Dans ce survival minéral et crépusculaire, il est moins question de survivance que de domination et de vengeance, à travers un jeu de chaises musicales réunissant deux familles sur le même terrain de chasse. Comme son titre indique, La Colline a des yeux tend à faire de son environnement un organisme vivant, épiant les moindres faits et gestes de ses visiteurs. Les travellings, plans subjectifs, et différents mouvements de caméra supposent une présence dans ces monts rocheux, observant les moindres faits et gestes des protagonistes. Les halètements, bruitages, et silhouettes apparaissant furtivement sur les hauteurs participent à l’atmosphère horrifique du film.
Sang pour Sang
Quelque soit ses origines, le schéma familial reste inchangé et repose sur un patriarcat vieux comme le monde («Papa Jupiter !») qui ne demande qu’à s’effondrer. Alors que La Dernière Maison sur la Gauche confronte le public à la brutalité du monde contemporain et à sa contamination, La Colline a des yeux va plus loin dans ses thématiques, jusqu’au choix de son environnement, interrogeant la conquête de l’Ouest. Le désert constitue ainsi l’ultime frontière. Ces citadins avec leur caravane s’apparentent aux premiers colons élisant domicile dans une zone de non-droit, déjà occupée par une civilisation grégaire aux pratiques tribales.
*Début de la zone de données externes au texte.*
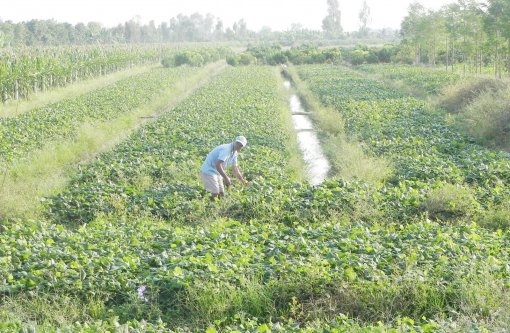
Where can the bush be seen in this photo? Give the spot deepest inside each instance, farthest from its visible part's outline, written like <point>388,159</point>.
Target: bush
<point>458,96</point>
<point>488,118</point>
<point>450,202</point>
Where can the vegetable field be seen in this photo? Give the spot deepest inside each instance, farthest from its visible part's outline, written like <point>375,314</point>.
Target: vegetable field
<point>135,244</point>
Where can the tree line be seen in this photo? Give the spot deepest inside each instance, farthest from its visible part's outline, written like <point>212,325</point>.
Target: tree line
<point>466,32</point>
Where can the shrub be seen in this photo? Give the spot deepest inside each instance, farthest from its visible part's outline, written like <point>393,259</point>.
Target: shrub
<point>450,202</point>
<point>488,118</point>
<point>458,96</point>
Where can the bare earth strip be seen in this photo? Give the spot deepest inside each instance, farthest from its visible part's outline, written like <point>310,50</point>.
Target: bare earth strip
<point>45,172</point>
<point>15,108</point>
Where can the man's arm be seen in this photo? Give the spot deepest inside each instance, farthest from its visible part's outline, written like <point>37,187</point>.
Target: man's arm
<point>219,167</point>
<point>238,174</point>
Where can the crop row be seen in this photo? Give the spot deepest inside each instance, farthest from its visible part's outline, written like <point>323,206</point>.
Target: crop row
<point>426,150</point>
<point>428,80</point>
<point>31,130</point>
<point>272,231</point>
<point>157,168</point>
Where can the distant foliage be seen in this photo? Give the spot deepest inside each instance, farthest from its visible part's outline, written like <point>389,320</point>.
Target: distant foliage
<point>196,57</point>
<point>276,55</point>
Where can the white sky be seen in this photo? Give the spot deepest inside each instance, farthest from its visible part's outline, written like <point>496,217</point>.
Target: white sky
<point>275,14</point>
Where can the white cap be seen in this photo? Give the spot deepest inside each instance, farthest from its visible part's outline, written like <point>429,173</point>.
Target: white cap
<point>242,140</point>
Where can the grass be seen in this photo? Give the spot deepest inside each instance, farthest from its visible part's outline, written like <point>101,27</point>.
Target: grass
<point>15,108</point>
<point>46,171</point>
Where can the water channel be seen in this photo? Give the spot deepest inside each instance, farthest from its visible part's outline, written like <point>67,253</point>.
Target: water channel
<point>317,166</point>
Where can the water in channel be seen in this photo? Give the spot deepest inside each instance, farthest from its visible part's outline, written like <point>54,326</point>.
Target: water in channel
<point>317,166</point>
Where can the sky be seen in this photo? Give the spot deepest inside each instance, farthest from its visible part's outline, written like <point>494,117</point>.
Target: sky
<point>278,15</point>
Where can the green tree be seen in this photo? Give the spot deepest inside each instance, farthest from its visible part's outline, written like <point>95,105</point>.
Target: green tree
<point>332,22</point>
<point>364,18</point>
<point>497,23</point>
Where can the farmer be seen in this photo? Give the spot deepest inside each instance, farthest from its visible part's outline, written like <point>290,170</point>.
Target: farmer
<point>213,170</point>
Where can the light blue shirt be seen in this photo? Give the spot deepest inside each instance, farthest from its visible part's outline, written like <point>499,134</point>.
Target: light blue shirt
<point>223,153</point>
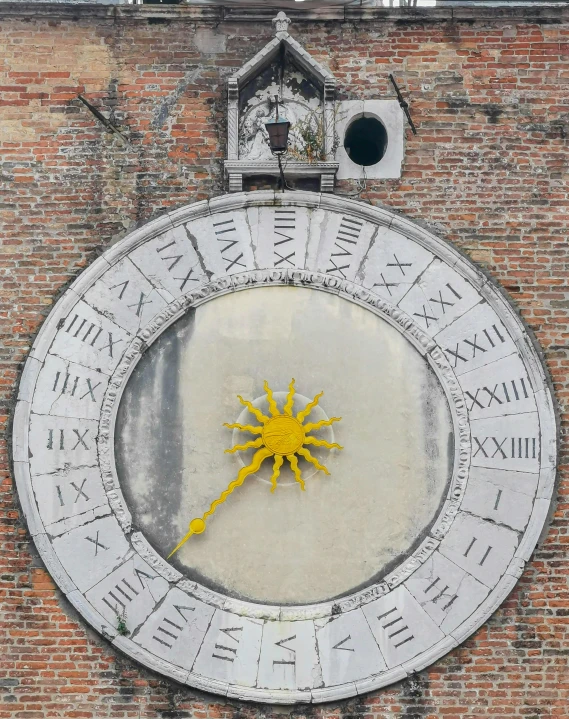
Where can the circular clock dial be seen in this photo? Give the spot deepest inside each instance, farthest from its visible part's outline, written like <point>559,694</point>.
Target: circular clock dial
<point>407,497</point>
<point>300,543</point>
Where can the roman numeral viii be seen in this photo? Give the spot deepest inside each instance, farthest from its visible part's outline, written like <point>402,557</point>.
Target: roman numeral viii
<point>347,237</point>
<point>226,233</point>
Comme souvent chez Wes Craven, le discours prévaut sur les intentions. Face à la sauvagerie des autochtones locaux, les visiteurs répondront par une cruauté inouïe (les enfants Carter utilisant le cadavre de leur mère comme un leurre, la sophistication d’un piège particulièrement sournois). Le cinéaste prend donc ses distances sur ces deux clans, qu’ils laissent s’entre-tuer sans afficher le moindre parti pris. La mise en scène incisive se fait le récit de cette féroce opposition ramenant l’individu à son instinct primal.
En attribuant des noms de planètes à cette tribu anthropophage (Mars, Jupiter, Mercure, Pluton), le réalisateur remonte jusqu’au berceau civilisationnel qu’il éclaire d’une lueur incandescente et iconoclaste (le patriarche de la famille Carter crucifié et brûlé vif), avant de l’atomiser sur l’autel de la barbarie (la caravane incendiaire). La cellule familiale, fondement du seuil institutionnel sur lequel repose le pays, en ressort désunie et meurtrie.